The data flows of Universal Credit

Over the last year, medConfidential has been examining the systems and information flows in and around Universal Credit – a key example of what the former UN Rapporteur on Extreme Poverty, Philip Alston, calls the ‘Digital Welfare State’.

Phil and Sam would like to thank the many organisations working on UC for their help and support, especially Child Poverty Action Group (CPAG). The project, funded by the Open Society Foundations, and working alongside front line support services, charities, campaigners and lawyers will continue.

Today we publish our first report, looking at four key areas:

One focus (Annex 1) covers what DWP knows, and what it should know about how and when claimants are paid. DWP officials have denied to Parliament and the High Court that UC has access to information that HMRC holds; whether DWP didn’t ask, or if HMRC withheld that info from DWP is as yet unclear.

DWP’s own documentation tells claimants which months they will be thrown off Universal Credit due to DWP’s systems’ inability to read a calendar. And indeed the Court recently ruled, in a case brought forward by CPAG, that DWP’s “refusal to put in place a solution to this very specific problem is so irrational that I have concluded that the threshold is met because no reasonable [Secretary of State for Work and Pensions] would have struck the balance in that way.”

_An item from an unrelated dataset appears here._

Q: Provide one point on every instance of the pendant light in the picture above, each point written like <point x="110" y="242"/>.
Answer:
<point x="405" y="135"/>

Annex 2 examines how risk based verification (RBV) has been used in the benefit system – in particular around housing benefit and council tax support, but elsewhere too – and what that reveals about DWP and fraud.

As we cover in Annex 2A, DWP documents imply UC has been designed so that GOV.UK Verify can never work for 20% of claimants, i.e. those deemed ‘high risk’, against whom 75% of ‘counter-fraud’ resources are targeted – whose cases may in fact be more complex than genuinely risky. (This mandatory ranking process, also known as ‘stack ranking’, is the same process that led to the 2020 A-level grading fiasco.)

Annex 3 takes a deeper dive into how the wider Government fraud agenda impacts on DWP, noting that while DWP may keep trying to keep things secret from both the public and Parliament, the Cabinet Office has recently instituted Government-wide oversight of ‘Fraud and Error’…

Annex 4 addresses DWP’s response to COVID-19, and its effects on UC information flows; what changed, and what didn’t. Annex 4B briefly also covers the ‘home testing’ process for COVID, which uses DWP and Government ‘counter-fraud norms’ – i.e. a credit history check on every applicant – a process DWP is considering as it’s ‘in-house’ identity approach “to replace Verify”.

And, bringing things all together, the core report covers the core parts of UC, and serves as a reference point for our ongoing and future work.

As this work was done chronologically, you may wish to begin with the Annex that interests you most – or, if you prefer, read the Annexes in order and then the main report.

Wider lessons for Government

DWP chose what to automate, and those choices primarily benefited DWP.


Annexes 2A, 3, and 5 contain wider lessons for government, that Departments would already know if they had cared to look; but sometimes the best internal lessons come from outside.

DWP’s own documentation tells claimants which months they will be thrown off Universal credit due to DWP’s systems’ inability to read a calendar. CPAG recently won a case against DWP, where the judge said:

DWP’s “refusal to put in place a solution to this very specific problem is so irrational that I have concluded that the threshold is met because no reasonable [Secretary of State for Work and Pensions] would have struck the balance in that way.”

UC is a large canary in the coal mine, but the ‘fraud’ approach is metastasising across government and will have consequences for all Government uses of data.